Between the ages of 38 to 48, humans lose the ability to focus at near. This condition is known as presbyopia whose meaning comes from the Greek language meaning “old vision.” Presbyopia typically happens earlier in far-sighted patients and later in near-sighted patients. When the time comes to address this problem, you have several options including reading glasses, lined bifocal glasses, contact lenses and progressive multifocal glasses. Of the several options, progressive lenses offer the most natural option.
The way progressive lenses are made, the distance prescription is on the top part of the lenses and then they gradually change to near correction as the eyes move down the lenses. To make the lenses have no lines and offer a progression of focal lengths, distortions are purposely put in the lower, outer edges of the lenses. These distortions vary from brand to brand. Some brands offer a wider intermediate area for computer users. Some brands have a very short central corridor for patients that choose very small frames.
In recent years, progressive lenses have been digitally designed for each frame shape and size making custom regions within a lens to suit an individual. Digital progressive lenses ensure the most precise prescription based on the shape of your face, how you prefer to wear your frame and the position of your eyes.
These days, the latest designs are called Free Form. They are described as a revolutionary digital manufacturing process that uses computer-aided design and surfacing to create high-level, customized eyeglass lenses with your unique prescription. Backside progressive lenses are Free Form progressive lenses that have the prescription on the back side of the lens. The advantage of this is that the power distribution sits closer to the eye making lens distortions less noticeable.

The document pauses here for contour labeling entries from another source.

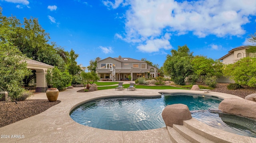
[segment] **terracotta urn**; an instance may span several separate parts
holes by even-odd
[[[47,89],[46,90],[46,96],[50,102],[56,101],[59,96],[59,90],[56,88]]]

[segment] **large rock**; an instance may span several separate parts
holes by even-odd
[[[74,88],[74,87],[72,86],[69,86],[67,88],[67,89],[73,89]]]
[[[198,86],[198,85],[194,85],[191,89],[190,90],[200,90],[200,88],[199,88],[199,86]]]
[[[89,91],[90,92],[92,91],[96,91],[96,90],[98,90],[98,88],[96,86],[95,86],[94,85],[90,87],[90,88],[89,88]]]
[[[222,101],[219,109],[224,113],[256,119],[256,102],[237,98],[228,98]]]
[[[253,94],[250,94],[247,95],[244,99],[246,99],[248,100],[253,101],[253,98],[256,97],[256,94],[254,93]]]
[[[162,113],[165,125],[172,127],[173,124],[183,125],[183,121],[192,118],[188,106],[175,104],[167,106]]]

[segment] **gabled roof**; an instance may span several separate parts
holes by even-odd
[[[145,62],[144,61],[138,60],[136,59],[130,58],[121,58],[121,60],[119,60],[119,58],[112,58],[111,57],[108,57],[106,59],[104,59],[100,61],[98,61],[97,62],[99,62],[109,58],[111,58],[114,60],[116,60],[119,62]]]
[[[114,59],[118,61],[119,61],[119,58],[114,58]],[[136,59],[130,58],[121,58],[120,61],[121,62],[145,62],[145,61],[144,61],[138,60]]]
[[[232,49],[230,51],[228,51],[228,53],[226,55],[224,55],[224,56],[222,57],[221,58],[219,59],[219,60],[223,60],[223,59],[224,59],[225,57],[227,57],[229,55],[231,54],[234,51],[236,51],[236,50],[240,50],[241,49],[248,49],[249,48],[246,46],[241,46],[240,47],[237,47],[236,48],[234,48]]]
[[[107,57],[107,58],[105,58],[105,59],[102,59],[102,60],[101,60],[99,61],[97,61],[97,62],[99,62],[101,61],[103,61],[103,60],[106,60],[106,59],[109,59],[109,58],[111,58],[111,59],[113,59],[113,60],[116,60],[116,61],[119,61],[119,62],[120,62],[120,61],[119,61],[119,60],[118,60],[118,58],[117,58],[117,59],[118,59],[117,60],[117,59],[115,59],[115,58],[112,58],[112,57]]]

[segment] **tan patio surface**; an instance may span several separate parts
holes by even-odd
[[[90,92],[77,92],[84,88],[75,88],[60,92],[61,102],[46,111],[0,128],[1,143],[172,143],[166,127],[140,131],[117,131],[96,129],[81,125],[70,117],[71,110],[83,102],[101,97],[119,95],[151,96],[159,92],[188,92],[214,95],[223,98],[236,98],[230,94],[203,91],[182,90],[149,90],[135,91],[114,89]],[[35,94],[31,99],[47,99],[45,93]],[[100,115],[99,115],[100,116]],[[14,137],[14,135],[16,137]],[[12,137],[12,138],[11,137]]]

ADVANTAGES of Progressives: One of their instant advantages is that the design of progressives has no image jump or visible line on the lens. This enhances your comfort with your lenses and is a safer option when doing things such as driving. Another advantage is that unlike lined bifocals with their two focal lengths (near and far), progressives have an infinite number of focal lengths making them ideal for driving, computing, reading, shopping, etc.

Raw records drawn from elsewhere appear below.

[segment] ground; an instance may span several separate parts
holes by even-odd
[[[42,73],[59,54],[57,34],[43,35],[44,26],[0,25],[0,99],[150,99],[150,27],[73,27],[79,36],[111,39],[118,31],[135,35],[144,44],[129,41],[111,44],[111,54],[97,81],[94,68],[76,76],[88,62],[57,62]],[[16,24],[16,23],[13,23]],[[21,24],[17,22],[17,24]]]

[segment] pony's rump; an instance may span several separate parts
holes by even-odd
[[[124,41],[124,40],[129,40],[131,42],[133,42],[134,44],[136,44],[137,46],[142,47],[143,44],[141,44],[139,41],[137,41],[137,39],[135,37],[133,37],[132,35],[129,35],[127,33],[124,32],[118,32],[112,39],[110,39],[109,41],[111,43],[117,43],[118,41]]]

DISADVANTAGES of Progressives: Some problems with progressive lenses occur when walking up and down stairs or looking at curbs. Since the reading correction and peripheral distortions are at the bottom, the stairs may seem like they move or the curb may seem too close. However, it’s all about adapting to your progressive lenses, and in about two weeks, you should be fine. Patience is necessary when first wearing them. Avoid using your older glasses or single-vision glasses, which can delay the adapting process. Wear your new progressives as much as possible. Allow at least two weeks for adapting. Any dizziness, nausea, or headaches should be told to the dispensing optician. Always allow them to troubleshoot your new glasses as a simple adjustment may be all you need.
TIPS for wearing new Progressives: 1. Every 20 minutes, stop reading and look as far as you can for about a minute. 2. Don’t go back to your old glasses for the first week or two. 3. When looking far, point your nose at the distant object. 4. Become a “head-turner” as opposed to an “eye-mover” when wearing progressive lenses. Lower your eyes, not your head, when reading.